The annual Harvard-Yale football game drew national attention for something unrelated to sports this year. Hundreds of activists and supporters took to the field to protest the two schools’ endowments.
It started with 150 activists from both schools. But hundreds more joined from the stands. Protesters unfurled a banner that read: “Nobody wins.”
“Divest now! Divest now! Divest now!”
Police charged fifty protesters with disorderly conduct. Nora Heaphy was one of them. She’s a Yale student and part of the Yale Endowment Justice Coalition.
“We knew that hundreds of alumni from Harvard and Yale would be returning to watch the game, people who might not know that their institutions are investing in the climate crisis, people who are perhaps climate scientists or environmental policy makers, or just people who are scared about what climate change means for their future. And we wanted to bring this to their attention in a big way.”
Yale’s endowment is about $30 billion.
“The Yale endowment is basically a big pot of money,” Heaphy said, adding that investigators have found about $600 million of it invested in fossil fuel companies. And she says Yale also has huge investments in Puerto Rico’s $74 billion debt.
“Yale has investments in the private prison industry, in predatory student loan companies that their own students are subjected to, in companies that foreclose on homes in New Haven. For an institution that is founded on a goal of preparing students to do good in the world, the endowment does a lot of harm.”
Heaphy says students from both Yale and Harvard spent a month and a half planning the protest. They even got training in nonviolent resistance tactics. Still, she says when it was time to take the field, she was terrified.
“I’d never been to a football game before. It felt like an unbearably long time, not knowing whether we were going to make it onto the field or not. When I saw that not just a couple people but hundreds were flooding the field to join us, that was the first time in a while that I felt like we could really win.”

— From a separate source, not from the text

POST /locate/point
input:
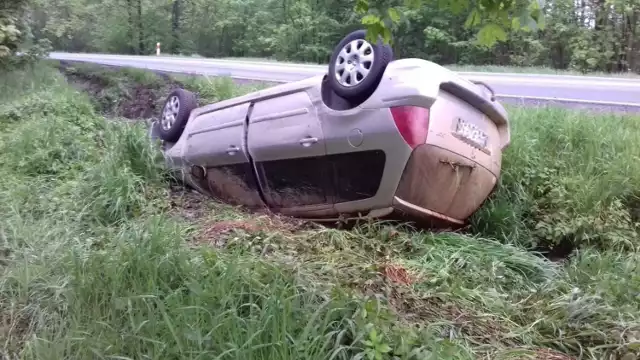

They also got support on social media from some pretty high profile names, including Elizabeth Warren and Alexandria Ocasio Cortez.
“We’ve been calling it a moment of the whirlwind. It’s this moment where your campaign works so hard for years and years and years. And sometimes feels like you’re not getting anywhere. And then something clicks and suddenly your action is everywhere, and no one can ignore it.”
Yale football player Devin Moore praised the protests on Twitter. So did Harvard football captain Wesley Ogsbury.
“Both of our institutions continue to invest in industries destroying our futures, and when it comes to the climate crisis, no one wins.”
The protests also drew some criticism from some who would rather have watched the game. Former football coach Lou Holz complained about the activists on Fox Business.
“Everybody’s talking about this sit-in. They should be talking about the great game. Nobody’s talking about it. Everybody’s talking about climate change.”
Nora Heaphy says activists plan to keep pressure on administrators. They’re asking high-profile alumni like Al Gore to refuse to donate to the universities until they divest.
“If Yale and Harvard will not listen to their students, then we need to take this fight right to them. We need to go after something they do care about: donations. I think Yale and Harvard had better be ready, because this is only the beginning.”
A spokesperson for the Ivy League said it was regrettable the protest came during an annual tradition. Yale officials said the school stands firmly for freedom of expression – but said it stands by the Ivy League’s statement.